Who Was St Andrew? | Scotland.org

Posted by Patria Henriques on Monday, August 12, 2024

As we look forward to this year’s St Andrew’s Day celebrations, here is a little peek into his life, his work and the Scottish values that we celebrate on St Andrew’s Day.

What is St Andrew’s Day?  

St Andrew has been celebrated in Scotland for over one thousand years, with feasts being held in his honour as far back as the year 1000 AD.

However, it wasn’t until 1320, when Scotland’s independence was declared with the signing of The Declaration of Arbroath, that he officially became Scotland’s patron saint.

Since then, St Andrew has become an integral part of Scottish society. The flag of Scotland is the saltire, also known as St Andrew’s Cross, and the ancient town of St Andrews was named due to its claim of being the final resting place of St Andrew.

With so many different connections to our country, it’s worth considering how St Andrew came to be so important to Scotland.

The answer is surprisingly simple and sums up some of the most prominent characteristics that you can find in Scots both at home and abroad. 

Who was St Andrew?

The story goes that Andrew, the Galilean fisherman who was singled out to be Christ's first disciple, preached the Gospel in the lands around the Black Sea and in Greece and was eventually crucified on an X-shaped cross in Patras.

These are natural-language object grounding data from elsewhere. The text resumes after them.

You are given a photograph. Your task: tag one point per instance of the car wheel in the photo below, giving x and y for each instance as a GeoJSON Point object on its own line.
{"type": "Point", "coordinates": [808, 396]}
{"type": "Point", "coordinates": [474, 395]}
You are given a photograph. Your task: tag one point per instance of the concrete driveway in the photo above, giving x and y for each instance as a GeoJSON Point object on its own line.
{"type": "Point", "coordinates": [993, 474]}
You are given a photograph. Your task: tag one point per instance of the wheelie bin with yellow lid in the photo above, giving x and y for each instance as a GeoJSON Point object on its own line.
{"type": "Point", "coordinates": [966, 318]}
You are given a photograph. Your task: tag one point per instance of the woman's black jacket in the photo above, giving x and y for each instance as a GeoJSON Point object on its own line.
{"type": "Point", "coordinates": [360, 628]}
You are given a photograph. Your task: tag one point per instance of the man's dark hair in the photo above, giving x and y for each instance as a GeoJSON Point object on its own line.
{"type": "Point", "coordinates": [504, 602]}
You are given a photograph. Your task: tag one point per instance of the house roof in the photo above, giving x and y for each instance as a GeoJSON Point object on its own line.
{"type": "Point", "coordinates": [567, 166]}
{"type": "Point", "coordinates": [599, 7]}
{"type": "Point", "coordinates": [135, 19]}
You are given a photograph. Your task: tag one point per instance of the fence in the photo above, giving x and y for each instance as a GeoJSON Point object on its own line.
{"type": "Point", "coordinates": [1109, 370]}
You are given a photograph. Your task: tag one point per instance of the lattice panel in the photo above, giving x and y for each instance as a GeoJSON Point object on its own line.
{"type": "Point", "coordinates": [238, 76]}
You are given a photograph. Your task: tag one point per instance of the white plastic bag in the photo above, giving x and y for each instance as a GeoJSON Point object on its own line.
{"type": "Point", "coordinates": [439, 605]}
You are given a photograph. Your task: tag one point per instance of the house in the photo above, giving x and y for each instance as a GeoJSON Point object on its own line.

St Andrew is the patron saint of other countries as well as Scotland. His association with Scotland, a land he never set foot on is, not surprisingly, based on several conflicting legends, the most colourful of which is the story of St. Rule.

Three hundred years after Andrew's martyrdom the Roman Emperor Constantine, himself a Christian, ordered that the saint's bones should be moved from Patras to his new capital city of Constantinople.

Before the order was carried out a monk called St. Rule (or St. Regulus) had a dream in which an angel told him to take what bones of Andrew's he could to 'the ends of the earth' for safe keeping.

St. Rule duly took what he could, presumably in a swift and frantic raid on the tomb, and after an epic journey with the aforementioned assortment was shipwrecked on the east coast of Scotland. He must have deemed that he had indeed reached the 'ends of the earth'!

Over a millennium later St. Rule's Tower still stands among the ruins of St. Andrew's Cathedral, which in its heyday was a great centre of Medieval pilgrimage.

But the whereabouts of the relics are unknown. They were probably destroyed in the Scottish Reformation.

During his visit in 1969, Pope Paul VI gave further relics of St. Andrew to Scotland with the words "St Peter gives you his brother" and these are now displayed in a reliquary in St Mary's Catholic Cathedral in Edinburgh. But what these comprise is not recorded.